What they need is biological diversity and plenty of different crops to pollinate where their hives are located. Unlike most pollinating bees that are trucked all over the country like migrant workers following the crops, Ramsey never moves his bees more than a mile. Even then, he only moves the trucks they are on, not the hives themselves.
"Bees are geo-centric and can fly five miles away, but return with pinpoint precision as good as any GPS," explains Ramsey.

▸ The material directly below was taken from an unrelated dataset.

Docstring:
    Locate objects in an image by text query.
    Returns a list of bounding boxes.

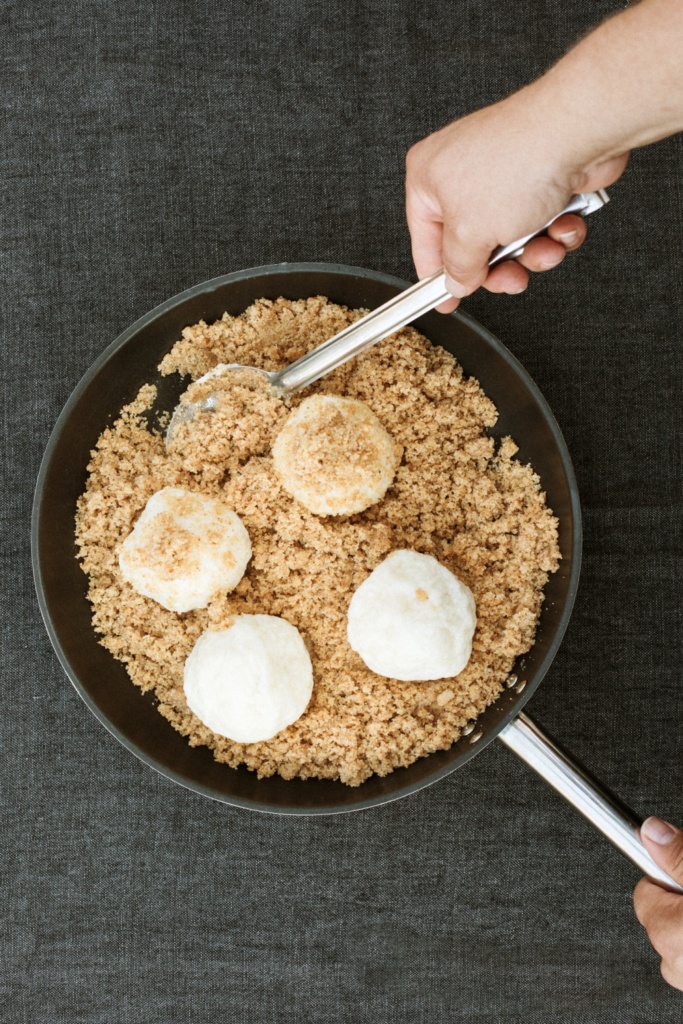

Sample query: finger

Excessive movement stresses them, making their immune systems susceptible to infections, viruses, mites and even colony collapse.
Buying military surplus equipment, a trick he heard through "the farmer grapevine" solved the problem. Ramsey's bee colonies are mounted on the flatbeds of M105 military trailers and pulled by 6 x 6 trucks Ramsey bought at auction. He paid less than $4,000 for the trucks, which he runs on vegetable oil collected from area restaurants. Such surplus has saved him well over several hundred, if not thousands of dollars, he said.
In a good year, Ramsey's bees can produce 35,000 pounds of honey, all of which is sold to grocery chains and boutique retailers, but such a yield is always based on the emotional state of the girls. The company made $100,000 in revenue last year.
"You can listen to a hive and if you hear only one musical note, the bees are happy. If you hear discordant notes like 8th graders tuning their violins, you've got problems."